Using fMRI provides previously inaccessible information of the dog’s perceptual world and could inform more educated creation of tasks to study the human–dog relationship, EF, and social behavior. For example, researchers could see how performance and brain activity during a cognitive task relates to behavior outside of the scanner, such as owner-reported aggression and impulsivity or level and type of training. As Berns and Cook (2016) suggest, it could also be used to determine which dogs might be best suited for working roles, potentially reducing the high costs associated with training dogs who are ultimately “unemployable.” Importantly, the authors caution the reader to be mindful of the possible bias inherent in data drawn from dogs willing to undergo fMRI scanning. Firstly, training a dog to willingly sit in a scanner, which is a noisy, enclosed space, requires 2–4 months of extensive shaping and training. Because not all dogs will be suited for such training, the dogs whose data end up being used and published might be more trainable, more intelligent, or less reactive than the dogs to whom the results are generalized. Further, as dogs are always “on-task” in the scanner, it can be difficult to ascertain differences between baseline and experimental trials, particularly when it comes to EF tasks.

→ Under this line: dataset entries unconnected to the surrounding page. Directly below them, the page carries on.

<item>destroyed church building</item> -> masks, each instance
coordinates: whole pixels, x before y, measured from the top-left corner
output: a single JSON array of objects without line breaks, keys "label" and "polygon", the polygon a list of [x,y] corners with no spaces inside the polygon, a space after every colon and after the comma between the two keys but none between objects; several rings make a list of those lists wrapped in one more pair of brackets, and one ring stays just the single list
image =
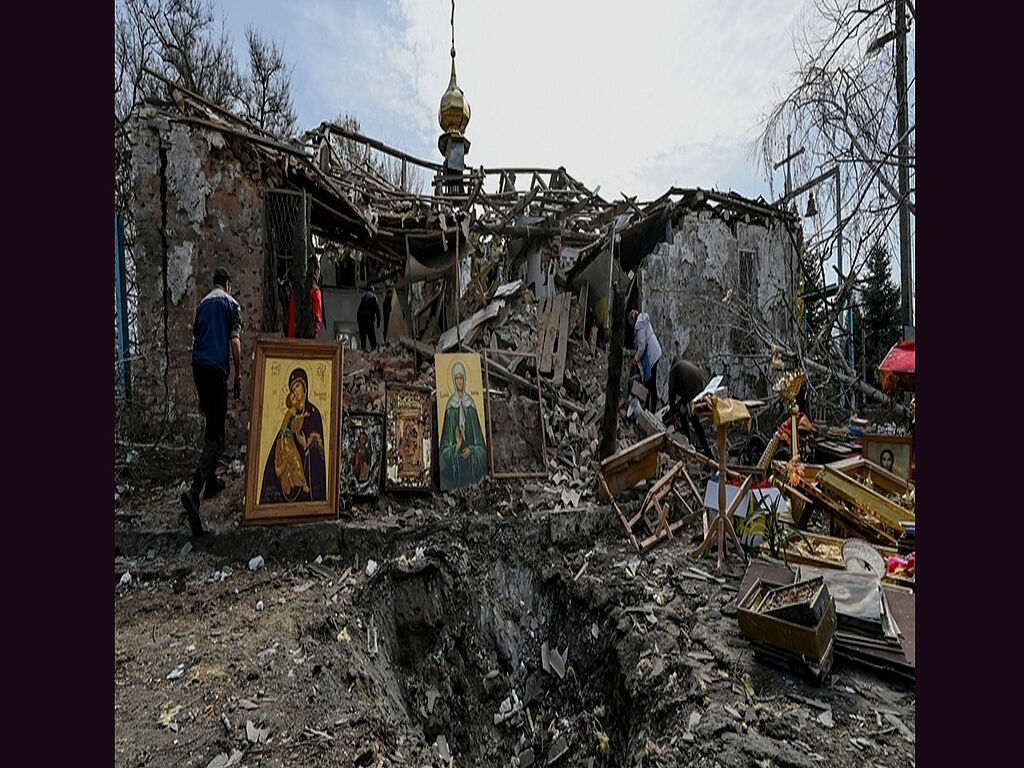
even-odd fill
[{"label": "destroyed church building", "polygon": [[[390,279],[389,338],[435,347],[457,319],[466,324],[484,308],[490,286],[518,278],[538,301],[568,291],[585,302],[583,338],[603,339],[614,284],[629,290],[627,310],[650,314],[661,341],[661,402],[676,357],[724,374],[735,397],[766,396],[768,345],[755,329],[783,343],[796,335],[797,215],[733,192],[672,188],[649,202],[609,201],[565,168],[474,168],[452,53],[442,163],[331,123],[281,141],[170,82],[168,101],[135,111],[133,256],[146,308],[137,353],[126,355],[135,409],[153,423],[196,418],[192,323],[216,266],[229,270],[242,306],[249,382],[253,341],[282,335],[289,280],[301,280],[313,256],[323,340],[355,346],[361,295],[371,288],[383,304]],[[345,146],[385,158],[395,173],[345,160]],[[408,191],[414,173],[429,192]],[[244,434],[247,418],[231,409],[229,435]]]}]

That is, the act of remaining still in a noisy scanner for prolonged periods of time likely requires the maintenance of the goal to “remain still,” and ignoring the sounds of the scanner to focus on the cognitive task at hand. The exertion of such control during the course of the task may attenuate observable differences in activation between ostensible “baseline” trials and experimental trials.

Summary

The continued exploration of dog EF is a timely and worthy challenge for canine researchers. Given recent developments, scientists are not limited to behavioral methods, but can integrate technologies like eye tracking and fMRI into their experiments. Such physiological measures, as well as use of latent variable analysis, have proven invaluable in the domain of human cognition. Further, learning whether training can enhance EF and downstream behaviors might inform behavioral interventions that could reduce damage to the dog–owner bond, relinquishment to shelters, and aggressive or destructive behavior.

Conclusion

EF is a multifaceted cognitive construct that allows human and nonhuman animals to engage in flexible, context-appropriate behavior. In dogs, EF is essential for thriving in their human-dominated environments and is implicated in trainability and suitability for working roles, as well as undesirable behaviors like biting and disobedience. Thus, an improved understanding of dog EF is a worthy pursuit of canine researchers, which can be facilitated by more rigorous research designs and incorporation of technologies like eye tracking and imaging. Increased understanding of this important construct might allow us as humans to influence dog EF for the better through training, socialization, and breeding practices, especially with possible at-risk populations (e.g., shelter dogs). Additionally, future research might inform dog-specific legislation and allow restrictions to be enacted based on a given dog’s training history and temperament, rather than stereotypes related to breed or size.